И он усадил Мостовского в кресло, сел рядом с ним.
Говорил он по-русски каким-то бестелесным, пепельно-холодным языком, которым пишутся научно-популярные брошюры.
— Вы себя плохо чувствуете?
Михаил Сидорович пожал плечами и ничего не ответил.
— Да-да, я знаю. Я направил к вам врача, он сказал мне. Я вас потревожил среди ночи. Но мне очень хотелось разговаривать с вами.
«Еще бы», — подумал Михаил Сидорович и сказал:
— Я вызван на допрос. А разговаривать нам с вами не о чем.
— Почему? — спросил Лисс. — Вы смотрите на мой мундир. Но я не родился в нем. Вождь, партия шлют, и люди идут, солдаты партии. Я всегда был теоретиком в партии, я интересуюсь вопросами философии, истории, но я член партии. Разве каждый ваш работник НКВД любит Лубянку?

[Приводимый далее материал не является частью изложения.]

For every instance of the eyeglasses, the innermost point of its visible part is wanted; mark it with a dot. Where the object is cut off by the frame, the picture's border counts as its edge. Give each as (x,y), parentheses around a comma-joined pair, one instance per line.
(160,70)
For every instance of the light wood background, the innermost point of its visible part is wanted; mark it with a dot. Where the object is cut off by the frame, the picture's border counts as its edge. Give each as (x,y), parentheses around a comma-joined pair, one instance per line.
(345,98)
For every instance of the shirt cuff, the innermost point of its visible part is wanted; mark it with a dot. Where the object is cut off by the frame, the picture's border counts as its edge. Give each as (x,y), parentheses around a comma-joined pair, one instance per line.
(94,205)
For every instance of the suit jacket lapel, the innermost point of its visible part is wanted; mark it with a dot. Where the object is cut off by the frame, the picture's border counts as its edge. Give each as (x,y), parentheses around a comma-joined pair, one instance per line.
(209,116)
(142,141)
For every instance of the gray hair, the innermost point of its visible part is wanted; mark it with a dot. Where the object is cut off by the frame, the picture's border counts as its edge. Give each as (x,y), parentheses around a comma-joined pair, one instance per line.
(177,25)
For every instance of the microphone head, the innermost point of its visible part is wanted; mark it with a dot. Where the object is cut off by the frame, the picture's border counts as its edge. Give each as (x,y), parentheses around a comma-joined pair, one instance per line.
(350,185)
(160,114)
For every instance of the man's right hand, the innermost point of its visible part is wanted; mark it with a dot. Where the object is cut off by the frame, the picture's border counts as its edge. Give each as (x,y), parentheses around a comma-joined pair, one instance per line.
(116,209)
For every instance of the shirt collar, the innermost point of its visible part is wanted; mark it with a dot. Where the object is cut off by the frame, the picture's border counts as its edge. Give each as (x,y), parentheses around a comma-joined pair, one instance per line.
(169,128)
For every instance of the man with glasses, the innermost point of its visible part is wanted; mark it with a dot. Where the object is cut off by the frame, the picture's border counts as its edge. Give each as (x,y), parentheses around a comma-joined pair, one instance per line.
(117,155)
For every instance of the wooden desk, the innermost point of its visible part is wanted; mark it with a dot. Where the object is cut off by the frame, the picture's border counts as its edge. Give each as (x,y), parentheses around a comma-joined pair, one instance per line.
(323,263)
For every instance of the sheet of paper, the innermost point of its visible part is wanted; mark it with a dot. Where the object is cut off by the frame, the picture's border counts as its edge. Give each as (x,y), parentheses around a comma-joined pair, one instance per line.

Мостовской следил за лицом Лисса, и ему подумалось, что это бледное, высоколобое лицо надо нарисовать в самом низу антропологической таблицы, а эволюция пойдет от него вверх и придет к заросшему шерстью неандертальскому человеку.
— Если бы Центральный Комитет поручил вам укрепить работу в Чека, разве вы можете отказаться? Отложили Гегеля и пошли. Мы тоже отложили Гегеля.
Михаил Сидорович покосился на говорившего, — странно, кощунственно звучало имя Гегеля, произносимое грязными губами… В трамвайной давке к нему подошел опасный, опытный ворюга и затеял разговор. Стал бы он слушать — он только следил бы за его руками, вот-вот сверкнет бритва, ударит по глазам.